After a few weeks, I became concerned. I emailed the agent again, waited, and received word a couple of weeks later that she was no longer with the agency and the story had been given to another agent. As you probably guessed, the agent passed on the manuscript and I was back to square one. What in the world did I do? I had this story, I thought it was decent, but where did I take it?

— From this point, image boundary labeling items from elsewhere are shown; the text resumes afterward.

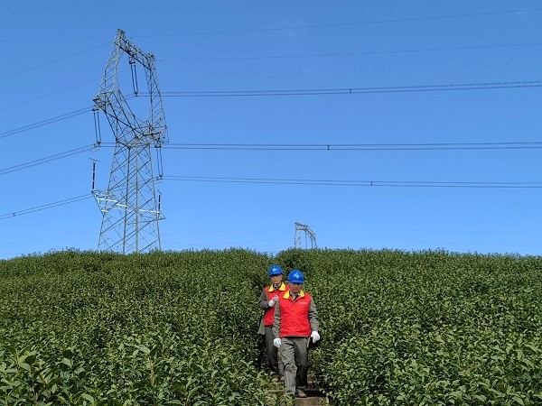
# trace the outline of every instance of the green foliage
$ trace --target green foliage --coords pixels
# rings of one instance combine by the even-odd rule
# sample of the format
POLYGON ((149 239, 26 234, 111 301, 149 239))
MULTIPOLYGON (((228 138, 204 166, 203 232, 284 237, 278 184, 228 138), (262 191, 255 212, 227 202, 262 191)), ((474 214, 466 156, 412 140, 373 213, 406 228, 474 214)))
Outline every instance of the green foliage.
POLYGON ((538 257, 229 250, 0 261, 0 405, 267 405, 273 263, 305 272, 336 404, 542 404, 538 257))
POLYGON ((542 403, 542 259, 299 251, 340 405, 542 403))
POLYGON ((254 275, 268 261, 231 250, 0 263, 0 405, 266 405, 254 275))

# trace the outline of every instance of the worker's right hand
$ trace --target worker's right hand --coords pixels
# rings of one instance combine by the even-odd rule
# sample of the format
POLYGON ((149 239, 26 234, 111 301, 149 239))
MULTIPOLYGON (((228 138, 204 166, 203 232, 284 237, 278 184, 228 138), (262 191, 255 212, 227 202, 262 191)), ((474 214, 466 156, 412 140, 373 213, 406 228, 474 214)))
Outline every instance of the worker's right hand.
POLYGON ((271 299, 271 300, 269 300, 269 302, 267 304, 269 305, 270 308, 272 308, 273 306, 275 306, 276 304, 277 301, 278 301, 278 296, 275 296, 271 299))

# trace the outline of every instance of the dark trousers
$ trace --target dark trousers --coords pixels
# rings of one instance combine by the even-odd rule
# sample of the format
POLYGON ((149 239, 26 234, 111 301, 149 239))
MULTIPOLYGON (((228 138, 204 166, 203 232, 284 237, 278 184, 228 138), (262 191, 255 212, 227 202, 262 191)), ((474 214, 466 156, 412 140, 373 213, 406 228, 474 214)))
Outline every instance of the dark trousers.
POLYGON ((306 337, 285 337, 281 338, 280 349, 285 364, 285 390, 293 393, 296 389, 307 387, 309 356, 306 337))
POLYGON ((280 356, 280 351, 273 345, 272 326, 266 326, 266 352, 271 372, 282 375, 285 368, 280 356))

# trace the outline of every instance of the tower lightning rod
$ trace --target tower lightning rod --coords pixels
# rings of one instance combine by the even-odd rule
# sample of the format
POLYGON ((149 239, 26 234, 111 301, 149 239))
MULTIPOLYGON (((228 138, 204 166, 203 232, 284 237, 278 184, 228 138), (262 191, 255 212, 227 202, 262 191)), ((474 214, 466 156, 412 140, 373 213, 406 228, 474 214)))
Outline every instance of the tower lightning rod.
POLYGON ((318 248, 316 246, 316 234, 305 224, 294 223, 295 224, 295 235, 294 238, 294 247, 301 248, 301 232, 305 233, 305 246, 307 235, 311 239, 311 248, 318 248))
MULTIPOLYGON (((161 146, 167 142, 167 126, 154 68, 154 55, 144 53, 118 30, 98 93, 95 110, 105 115, 115 134, 115 152, 106 190, 92 193, 102 214, 98 250, 121 254, 161 249, 158 221, 164 217, 156 198, 151 147, 155 148, 161 171, 161 146), (136 68, 145 70, 149 93, 148 116, 137 117, 119 86, 119 62, 127 55, 134 95, 138 93, 136 68)), ((99 121, 95 120, 99 125, 99 121)), ((96 125, 96 124, 95 124, 96 125)), ((97 141, 101 142, 99 128, 97 141), (99 136, 99 138, 98 138, 99 136)), ((93 168, 95 171, 96 168, 93 168)), ((93 175, 94 176, 94 175, 93 175)))

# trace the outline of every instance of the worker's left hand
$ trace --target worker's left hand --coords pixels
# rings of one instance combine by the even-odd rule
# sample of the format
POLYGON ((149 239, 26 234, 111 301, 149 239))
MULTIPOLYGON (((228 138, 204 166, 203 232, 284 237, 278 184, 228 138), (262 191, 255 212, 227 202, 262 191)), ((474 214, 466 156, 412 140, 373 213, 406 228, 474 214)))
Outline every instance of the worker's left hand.
POLYGON ((313 338, 313 343, 318 341, 320 339, 320 334, 318 334, 318 331, 313 331, 311 333, 311 338, 313 338))

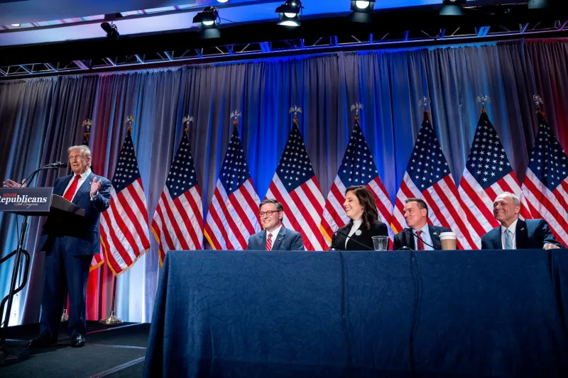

I won't lie, I'm very anxious about submitting to agents. Not that I don't want one, but the entire process can be draining. Each agent is so different, and their tastes vary. I decided to submit to three agents on my list and waited. They, too, passed on the story. So I decided to shelve the book, work on other things, and return to it later. Months down the road, I wrapped up Make Me Shiver, which got me thinking about the story agents didn't want. I subbed it to a couple of places the book just wasn't right for. It was too hot, honestly. Too sexual. Yes, there is a story, but there is also a lot of Hanky Panky. What in the world was I going to do? It was a completed manuscript that was just sitting around collecting dust.
Then I remembered why I started writing the book in the first place; my original goal for creating a novel as hot and sizzling as possible.
I wanted to submit to Ellora's Cave.
After I'd revised my query, did another edit, and had everything ready, I submitted the book and held my breath. I got an email a couple of weeks later telling me it had made it past test readers. If an editor was interested, I'd hear something soon. Another two weeks passed and I heard from an editor asking for a full. I thanked her for the interest in the story, submitted the full, and tried not to think about it.
A little over a week ago, I received an email from the editor offering me a contract for the story -- Omega Mine.
I suppose my point is that not everyone will love what you write. Editors see hundreds of stories each year (possibly more) and they take a risk on a new author. I have to thank my new editor, Ann Leveille, for giving me a shot. Yes, the difficult times before my acceptance at EC sucked. There was even a time when I considered keeping the book for me and never sharing it with anyone. Fortunately, I continued having faith that there was someone out there who would connect with what I'd created.
So when you're struggling, when you've written something and it seems like you'll never get there, don't give up. If you need to revise your manuscript, do so. If you're rejected at one house, consider another. If you've given the agent route a shot, consider the very viable option of e-publishing. There are ways to share your work with the world. You just have to keep pushing on, have faith, and never give up.
There's my inspiration for the week. If my luck holds, I'll return to The Ripple Effect this weekend.